On the network shown in Figure 1.7, if the Wireshark is directly connected to SW2 and the mirroring function is enabled on SW2 to monitor the traffic on VLAN 30, only the traffic on ports P2, P4, and P5 of SW2 and the traffic on the same VLAN carried by SW2 can be captured. The Wireshark cannot collect traffic from VLAN 30 that travels between SW3 and SW1, or devices connected to SW3 or SW1 that belong to VLAN 30.

In the packet capture task based on the entire VLAN, duplicate packets may be captured, which is another problem that needs to be paid attention to. If port mirroring is enabled, the Wireshark collects traffic on the same VLAN exchanged between ports on different switches from the input and output directions of the receiving and sending ports.

Port mirroring is enabled on the switch shown in Figure 1.8 to monitor traffic on VLAN 30. The Wireshark collects data packets sent from S4 to S2 from the switch port connected to S4 into VLAN 30. When VLAN 30 is ejected from the switch port connected to S2, the Wireshark master collects VLAN 30 again.

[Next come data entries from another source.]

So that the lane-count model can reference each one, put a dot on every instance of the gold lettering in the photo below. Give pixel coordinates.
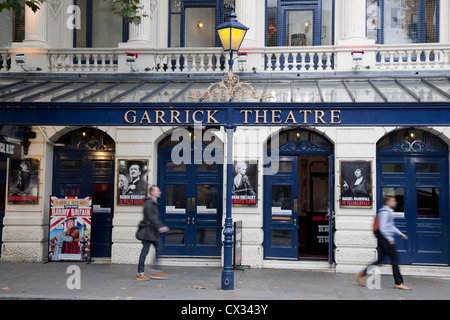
(276, 116)
(133, 118)
(319, 117)
(246, 112)
(305, 120)
(146, 117)
(194, 118)
(257, 116)
(174, 117)
(290, 117)
(335, 116)
(159, 116)
(211, 116)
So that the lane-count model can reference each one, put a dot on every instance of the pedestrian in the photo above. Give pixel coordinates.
(151, 237)
(386, 242)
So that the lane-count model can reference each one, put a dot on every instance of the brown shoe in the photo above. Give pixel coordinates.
(142, 277)
(401, 287)
(361, 279)
(158, 275)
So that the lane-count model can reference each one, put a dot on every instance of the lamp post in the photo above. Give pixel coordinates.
(231, 34)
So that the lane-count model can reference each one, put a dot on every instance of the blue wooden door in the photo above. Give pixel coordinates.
(281, 207)
(420, 185)
(84, 173)
(191, 206)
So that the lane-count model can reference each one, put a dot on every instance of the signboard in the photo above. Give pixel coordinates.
(132, 182)
(70, 229)
(245, 183)
(227, 114)
(356, 184)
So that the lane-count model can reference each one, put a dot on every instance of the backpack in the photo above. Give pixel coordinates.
(376, 227)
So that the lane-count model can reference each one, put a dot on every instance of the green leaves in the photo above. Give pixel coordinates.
(130, 10)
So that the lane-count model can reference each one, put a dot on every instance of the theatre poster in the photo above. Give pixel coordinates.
(70, 229)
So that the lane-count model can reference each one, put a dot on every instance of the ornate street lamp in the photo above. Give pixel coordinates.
(231, 34)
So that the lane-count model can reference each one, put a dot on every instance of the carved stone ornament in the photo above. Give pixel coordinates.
(229, 88)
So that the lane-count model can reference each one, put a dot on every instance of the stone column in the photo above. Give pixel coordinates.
(251, 13)
(36, 26)
(351, 36)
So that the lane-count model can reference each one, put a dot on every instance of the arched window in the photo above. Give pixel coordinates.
(299, 23)
(403, 21)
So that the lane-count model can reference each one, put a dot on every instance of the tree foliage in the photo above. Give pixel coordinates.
(130, 10)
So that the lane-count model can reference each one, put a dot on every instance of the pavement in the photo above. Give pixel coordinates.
(63, 281)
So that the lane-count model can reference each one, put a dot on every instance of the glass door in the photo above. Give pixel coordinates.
(84, 173)
(191, 206)
(281, 236)
(418, 185)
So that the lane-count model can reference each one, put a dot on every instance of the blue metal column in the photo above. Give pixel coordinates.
(228, 272)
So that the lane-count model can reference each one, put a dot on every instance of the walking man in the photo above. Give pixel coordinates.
(153, 230)
(386, 242)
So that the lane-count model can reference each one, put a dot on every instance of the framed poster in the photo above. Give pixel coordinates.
(70, 229)
(356, 184)
(132, 182)
(245, 183)
(23, 181)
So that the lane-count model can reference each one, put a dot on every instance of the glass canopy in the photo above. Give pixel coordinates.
(373, 90)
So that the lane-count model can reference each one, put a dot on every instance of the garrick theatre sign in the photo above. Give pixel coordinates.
(246, 117)
(227, 114)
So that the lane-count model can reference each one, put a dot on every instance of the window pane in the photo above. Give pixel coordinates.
(428, 202)
(430, 21)
(393, 168)
(282, 197)
(170, 166)
(206, 198)
(71, 164)
(69, 189)
(299, 28)
(399, 194)
(176, 196)
(175, 236)
(281, 238)
(272, 23)
(206, 237)
(427, 167)
(105, 22)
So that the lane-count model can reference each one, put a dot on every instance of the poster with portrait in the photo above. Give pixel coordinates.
(23, 181)
(132, 182)
(70, 228)
(245, 183)
(356, 184)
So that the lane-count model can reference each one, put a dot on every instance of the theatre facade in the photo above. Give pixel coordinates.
(314, 128)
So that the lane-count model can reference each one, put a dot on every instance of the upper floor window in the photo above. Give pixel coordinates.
(299, 23)
(100, 27)
(193, 22)
(12, 26)
(403, 21)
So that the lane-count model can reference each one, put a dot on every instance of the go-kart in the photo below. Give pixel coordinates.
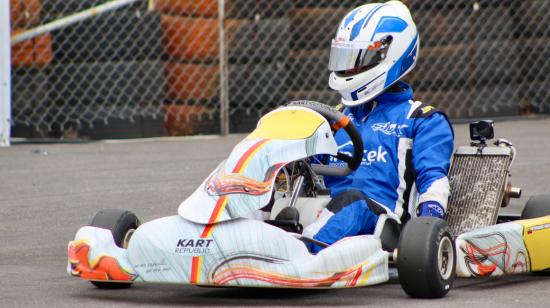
(223, 237)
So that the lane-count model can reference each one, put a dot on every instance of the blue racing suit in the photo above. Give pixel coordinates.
(407, 151)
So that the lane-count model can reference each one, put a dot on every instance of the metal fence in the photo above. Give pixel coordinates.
(164, 67)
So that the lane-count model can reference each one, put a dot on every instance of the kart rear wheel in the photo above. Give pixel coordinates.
(122, 225)
(426, 258)
(537, 206)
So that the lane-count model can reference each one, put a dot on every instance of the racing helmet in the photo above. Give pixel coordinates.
(375, 46)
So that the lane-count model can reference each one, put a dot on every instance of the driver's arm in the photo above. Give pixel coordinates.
(432, 150)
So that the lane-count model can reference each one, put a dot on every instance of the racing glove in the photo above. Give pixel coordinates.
(430, 208)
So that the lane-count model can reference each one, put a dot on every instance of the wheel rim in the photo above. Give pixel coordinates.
(127, 238)
(445, 258)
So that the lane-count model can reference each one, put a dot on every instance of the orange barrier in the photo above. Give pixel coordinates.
(25, 13)
(196, 38)
(203, 8)
(36, 51)
(191, 81)
(183, 120)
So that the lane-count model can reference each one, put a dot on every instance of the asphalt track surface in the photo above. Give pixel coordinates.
(48, 191)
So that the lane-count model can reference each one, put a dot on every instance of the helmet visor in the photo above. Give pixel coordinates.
(345, 55)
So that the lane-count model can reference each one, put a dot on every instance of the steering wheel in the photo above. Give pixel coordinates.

In this way, repeated traffic is caught.







Wireshark Network Analysis in Action (2nd Edition)

[India] Gandra Kumar Nana, Yaogesh Ramdos [Israel] Yoram Ozah

Wireshark is an updated version of the bestselling book of the same name. This step-by-step guide explains how to use Wireshark and how to use it to solve real-world network problems.

Wireshark Version 2 provides an overview of Wireshark version 2, including Wireshark troubleshooting, packet capture filter, display filter, basic Information statistics tool, advanced Information statistics tool, and Expert Information tool. Ethernet and LAN switching, wireless LAN, network layer protocols and how they operate, Transport layer protocol analysis, FTP, HTTP/1 and HTTP/2, DNS protocol analysis, E-mail protocol analysis, NetBIOS and SMB protocol analysis, Enterprise Network application behavior analysis, Troubleshooting SIP, multimedia and IP phone faults, troubleshooting caused by low bandwidth or high latency, network security and network forensics knowledge.